Remember to always prepare 4%formaldehyde inside a fume hood. Insert the needle into the apical left ventricular puncture and slowly inject the entire volume of fixative. Clean the chest cavity of any extraneous fluids with a nonwoven sponge as demonstrated and use tweezers and micro dissecting spring scissors to separate the heart from the aorta.
When the tissues have been separated, isolate and excise the aorta and its major vessel from one millimeter above the carotid artery to the end of the femoral artery and place the vessel in a container of DPBS. For Oil Red O staining of the unopened whole aorta, use Minutien pins to secure the vessel onto a wax Petri dish and rinse the vessel with fresh DPBS. Pour 25 milliliters of fresh 0.45 micrometer pore-filtered Oil Red O solution into the dish for a 60-minute stain at room temperature.
Submerge the tissue with 60%isopropanol for a 20-minute wash at room temperature. At the end of the incubation, rinse the vessel three times with fresh distilled water for five minutes per wash and place the dish under the dissecting microscope. Use tweezers and spring scissors to gently clean all of the perivascular adipose tissue around the aorta to avoid any false background Oil Red O staining and transfer the vessel to a clean glass microscope slide.
Oil Red O will label the lipid-rich plaque red, leaving the non-plaque containing areas pale in color. Then acquire digital high-resolution micrographs with a light microscope equipped with a camera and save the images preferably in tagged image file format. For en face mounting of the aortic tissue sample, transfer the vessel to a wax Petri dish and cover the tissue with fresh DPBS.

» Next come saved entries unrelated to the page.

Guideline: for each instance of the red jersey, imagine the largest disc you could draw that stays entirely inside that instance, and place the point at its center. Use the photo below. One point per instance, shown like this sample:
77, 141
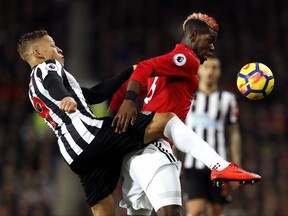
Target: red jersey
171, 81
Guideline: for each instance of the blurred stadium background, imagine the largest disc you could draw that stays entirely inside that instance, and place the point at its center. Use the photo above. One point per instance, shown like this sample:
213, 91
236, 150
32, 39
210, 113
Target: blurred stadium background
100, 38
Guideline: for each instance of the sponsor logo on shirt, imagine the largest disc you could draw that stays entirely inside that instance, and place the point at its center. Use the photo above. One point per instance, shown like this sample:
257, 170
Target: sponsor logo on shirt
179, 59
51, 67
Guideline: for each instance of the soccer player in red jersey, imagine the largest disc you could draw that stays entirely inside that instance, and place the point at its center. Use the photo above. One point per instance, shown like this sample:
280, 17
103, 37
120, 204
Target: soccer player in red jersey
151, 175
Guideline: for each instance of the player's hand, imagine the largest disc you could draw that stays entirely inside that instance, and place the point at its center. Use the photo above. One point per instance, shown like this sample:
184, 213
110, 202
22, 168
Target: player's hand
125, 116
68, 104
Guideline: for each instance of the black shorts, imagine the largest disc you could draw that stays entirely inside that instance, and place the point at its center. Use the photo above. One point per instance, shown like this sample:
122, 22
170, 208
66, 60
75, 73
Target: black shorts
99, 165
199, 185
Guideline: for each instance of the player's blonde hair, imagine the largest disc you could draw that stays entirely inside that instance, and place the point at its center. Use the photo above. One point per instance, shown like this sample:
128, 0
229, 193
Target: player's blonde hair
25, 41
203, 18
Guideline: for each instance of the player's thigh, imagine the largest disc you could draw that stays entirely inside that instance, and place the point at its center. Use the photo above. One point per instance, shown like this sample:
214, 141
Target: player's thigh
195, 206
155, 129
164, 188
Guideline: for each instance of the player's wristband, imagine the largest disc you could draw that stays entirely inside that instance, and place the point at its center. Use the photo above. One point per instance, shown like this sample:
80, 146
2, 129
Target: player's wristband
131, 95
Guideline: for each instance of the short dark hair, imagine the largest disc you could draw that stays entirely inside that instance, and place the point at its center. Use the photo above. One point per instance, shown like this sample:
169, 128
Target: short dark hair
200, 22
26, 39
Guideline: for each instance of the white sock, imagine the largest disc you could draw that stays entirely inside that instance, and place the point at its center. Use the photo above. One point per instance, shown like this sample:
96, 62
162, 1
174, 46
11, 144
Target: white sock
187, 141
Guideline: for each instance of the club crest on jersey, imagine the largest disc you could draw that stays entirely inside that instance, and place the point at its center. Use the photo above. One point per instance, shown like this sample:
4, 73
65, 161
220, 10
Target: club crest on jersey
51, 67
179, 59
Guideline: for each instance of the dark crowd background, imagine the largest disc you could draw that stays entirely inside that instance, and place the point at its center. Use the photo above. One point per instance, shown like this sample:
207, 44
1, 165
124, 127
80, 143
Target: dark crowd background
102, 37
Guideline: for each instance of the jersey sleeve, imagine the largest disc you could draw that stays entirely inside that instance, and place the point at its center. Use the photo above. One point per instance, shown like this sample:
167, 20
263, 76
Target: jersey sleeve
119, 96
171, 64
233, 110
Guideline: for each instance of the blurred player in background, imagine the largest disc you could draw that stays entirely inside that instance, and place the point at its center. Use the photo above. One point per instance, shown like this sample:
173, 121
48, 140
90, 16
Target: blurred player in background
151, 176
89, 145
211, 111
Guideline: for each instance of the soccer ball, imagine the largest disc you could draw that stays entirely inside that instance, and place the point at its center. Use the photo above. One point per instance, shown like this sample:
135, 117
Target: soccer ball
255, 81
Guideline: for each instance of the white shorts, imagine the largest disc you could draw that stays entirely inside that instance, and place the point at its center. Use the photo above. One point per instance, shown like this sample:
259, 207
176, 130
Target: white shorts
151, 179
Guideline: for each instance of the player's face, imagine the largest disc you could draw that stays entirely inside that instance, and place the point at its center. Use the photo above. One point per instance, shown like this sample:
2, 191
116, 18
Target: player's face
210, 71
48, 49
204, 45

Sever the carotid and subclavian arteries of the aortic arch and the iliac arteries in the abdominal aorta one to two millimeters after the bifurcations. Sever the renal arteries. Next, use micro dissecting spring scissors to longitudinally open the aorta preparation along the inner curvature and iliac arteries and cut the three branches of the aortic arch along the greater curvature until the base level of the inner curvature.

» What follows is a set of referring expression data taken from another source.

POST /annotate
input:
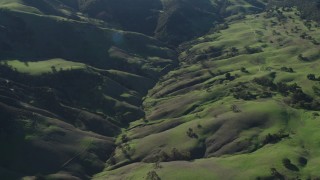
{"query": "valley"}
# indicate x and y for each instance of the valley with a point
(159, 89)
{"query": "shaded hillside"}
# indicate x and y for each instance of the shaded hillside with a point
(159, 89)
(242, 104)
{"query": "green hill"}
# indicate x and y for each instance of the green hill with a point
(159, 89)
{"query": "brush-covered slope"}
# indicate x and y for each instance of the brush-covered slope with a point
(244, 104)
(68, 84)
(172, 21)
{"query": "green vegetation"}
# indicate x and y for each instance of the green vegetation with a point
(159, 89)
(41, 67)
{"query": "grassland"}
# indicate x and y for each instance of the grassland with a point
(45, 66)
(194, 110)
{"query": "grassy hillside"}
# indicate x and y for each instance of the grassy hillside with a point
(159, 89)
(242, 104)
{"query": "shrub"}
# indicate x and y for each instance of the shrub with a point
(253, 50)
(311, 77)
(152, 175)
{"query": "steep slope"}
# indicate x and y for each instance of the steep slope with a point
(67, 87)
(77, 89)
(244, 103)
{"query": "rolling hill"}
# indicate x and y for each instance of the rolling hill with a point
(159, 89)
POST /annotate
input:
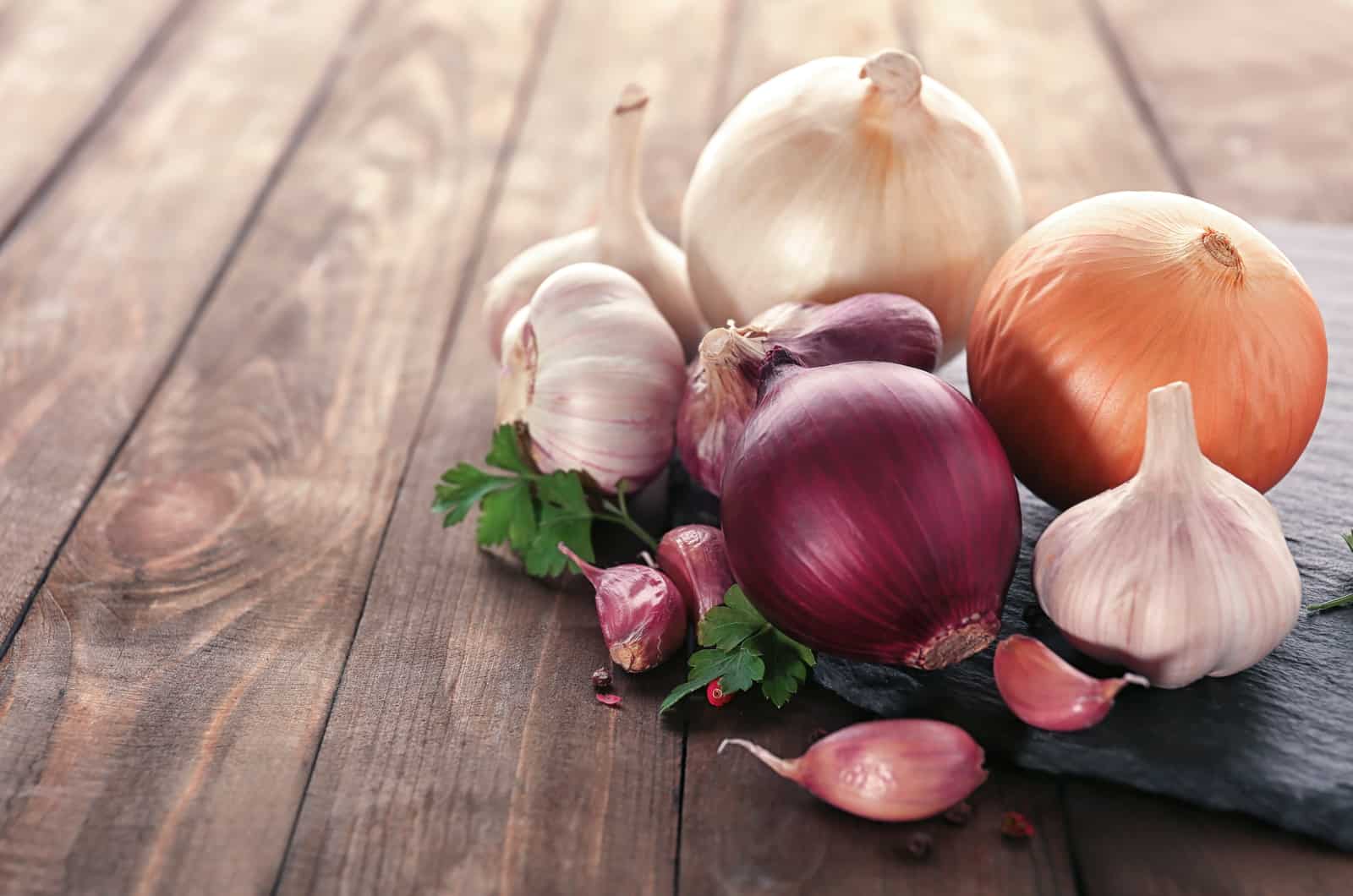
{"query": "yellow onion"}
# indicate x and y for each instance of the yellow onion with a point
(1116, 295)
(846, 176)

Then use Minutien pins to secure the aorta flat against the dish without stretching with the lumen side facing up and cover the tissue with fresh DPBS. Compared to apolipoprotein E knockout mice, the aortic walls of smooth muscle cell TGF-beta-R2 knockout apolipoprotein E mice demonstrate severe atherosclerosis, making it difficult to dissect the lesions. In addition, the aneurysms are particularly extensive below the suprarenal aorta, highly reminiscent of advanced human aortic aneurysms.

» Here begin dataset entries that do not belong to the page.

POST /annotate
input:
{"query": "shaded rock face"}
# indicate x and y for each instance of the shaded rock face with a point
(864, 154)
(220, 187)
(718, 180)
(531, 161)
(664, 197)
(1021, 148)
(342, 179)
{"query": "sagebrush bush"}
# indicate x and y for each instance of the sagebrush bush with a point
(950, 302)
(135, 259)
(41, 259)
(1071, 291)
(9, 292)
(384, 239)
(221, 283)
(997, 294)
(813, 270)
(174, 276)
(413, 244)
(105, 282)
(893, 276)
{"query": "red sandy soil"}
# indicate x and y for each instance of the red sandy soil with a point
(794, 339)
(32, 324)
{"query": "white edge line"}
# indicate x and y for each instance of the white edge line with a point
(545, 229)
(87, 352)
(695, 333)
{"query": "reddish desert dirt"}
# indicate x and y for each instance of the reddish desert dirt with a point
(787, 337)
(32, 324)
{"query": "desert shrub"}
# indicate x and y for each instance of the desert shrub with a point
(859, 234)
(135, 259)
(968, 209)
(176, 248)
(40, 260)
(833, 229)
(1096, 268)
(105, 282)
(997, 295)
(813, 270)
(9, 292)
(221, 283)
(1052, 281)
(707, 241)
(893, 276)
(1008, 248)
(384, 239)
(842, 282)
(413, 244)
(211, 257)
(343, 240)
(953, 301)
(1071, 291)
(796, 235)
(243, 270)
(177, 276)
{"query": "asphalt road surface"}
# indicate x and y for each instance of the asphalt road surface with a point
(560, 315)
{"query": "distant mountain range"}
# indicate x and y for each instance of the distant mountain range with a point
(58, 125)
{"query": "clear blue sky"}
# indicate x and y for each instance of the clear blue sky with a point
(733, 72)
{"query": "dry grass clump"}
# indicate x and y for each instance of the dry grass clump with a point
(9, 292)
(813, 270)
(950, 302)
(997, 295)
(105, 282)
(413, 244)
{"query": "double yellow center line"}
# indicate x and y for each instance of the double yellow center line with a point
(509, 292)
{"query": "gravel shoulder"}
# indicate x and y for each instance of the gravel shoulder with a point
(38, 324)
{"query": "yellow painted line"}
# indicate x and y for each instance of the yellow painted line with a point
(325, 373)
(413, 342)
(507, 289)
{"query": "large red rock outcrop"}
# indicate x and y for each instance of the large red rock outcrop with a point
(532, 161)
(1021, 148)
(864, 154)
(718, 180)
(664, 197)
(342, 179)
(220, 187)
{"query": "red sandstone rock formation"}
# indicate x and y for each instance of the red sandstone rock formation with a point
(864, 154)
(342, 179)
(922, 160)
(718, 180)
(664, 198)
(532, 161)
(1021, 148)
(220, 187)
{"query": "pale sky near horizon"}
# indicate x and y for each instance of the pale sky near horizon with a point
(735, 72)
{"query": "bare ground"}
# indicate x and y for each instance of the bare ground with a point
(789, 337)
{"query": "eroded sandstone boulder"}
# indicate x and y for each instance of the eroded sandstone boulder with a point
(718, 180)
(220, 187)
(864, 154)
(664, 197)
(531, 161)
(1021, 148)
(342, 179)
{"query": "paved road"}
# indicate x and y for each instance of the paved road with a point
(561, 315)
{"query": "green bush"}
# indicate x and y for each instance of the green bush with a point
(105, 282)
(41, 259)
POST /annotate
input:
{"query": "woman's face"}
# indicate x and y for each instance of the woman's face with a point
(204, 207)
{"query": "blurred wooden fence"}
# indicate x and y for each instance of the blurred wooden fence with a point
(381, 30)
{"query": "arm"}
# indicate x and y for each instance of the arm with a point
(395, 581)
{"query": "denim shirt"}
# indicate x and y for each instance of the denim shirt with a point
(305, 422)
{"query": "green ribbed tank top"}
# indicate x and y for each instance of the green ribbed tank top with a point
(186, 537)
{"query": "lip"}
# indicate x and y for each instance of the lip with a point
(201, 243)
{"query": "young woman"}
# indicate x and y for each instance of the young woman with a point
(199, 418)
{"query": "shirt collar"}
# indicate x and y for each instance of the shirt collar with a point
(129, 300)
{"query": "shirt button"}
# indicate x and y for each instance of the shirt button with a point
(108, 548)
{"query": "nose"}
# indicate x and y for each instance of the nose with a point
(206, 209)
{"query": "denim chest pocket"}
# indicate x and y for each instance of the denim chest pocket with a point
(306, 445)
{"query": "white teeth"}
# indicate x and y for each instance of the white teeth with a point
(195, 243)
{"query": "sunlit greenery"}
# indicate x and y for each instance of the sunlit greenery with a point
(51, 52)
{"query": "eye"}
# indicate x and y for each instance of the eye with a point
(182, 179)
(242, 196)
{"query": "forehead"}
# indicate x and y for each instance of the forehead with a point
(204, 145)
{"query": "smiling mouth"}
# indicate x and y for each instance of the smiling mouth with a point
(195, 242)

Here, a representative image of an unopened aorta from a high-cholesterol high-fat diet-fed TGF-beta-R2 knockout apolipoprotein E mouse stained with Oil Red O is shown. The mouse developed both an ascending and an abdominal aortic aneurysm with accelerated atherosclerotic lesion formation observed in the brachiocephalic, carotid, subclavian, iliac, femoral, and renal arteries. This en face Oil Red O staining of TGF-beta-R2 knockout apolipoprotein E mouse tissue reveals severe aneurysmal enlargement and marked elongation of the entire aorta compared to the apolipoprotein E knockout mouse group.
It is important to be able to distinguish Oil Red O stained plaques from false background Oil Red O stained perivascular adipose tissues. Atherosclerosis plaques are three-dimensional phenomena. After en face aortic 2D lesion quantification, we recommend plaque set analysis such as aortic roots and the brachiocephalic artery.
This protocol can also be used to decide whether a particular genetic factor, intervention, or treatment affects atherosclerosis progression or regression in these models.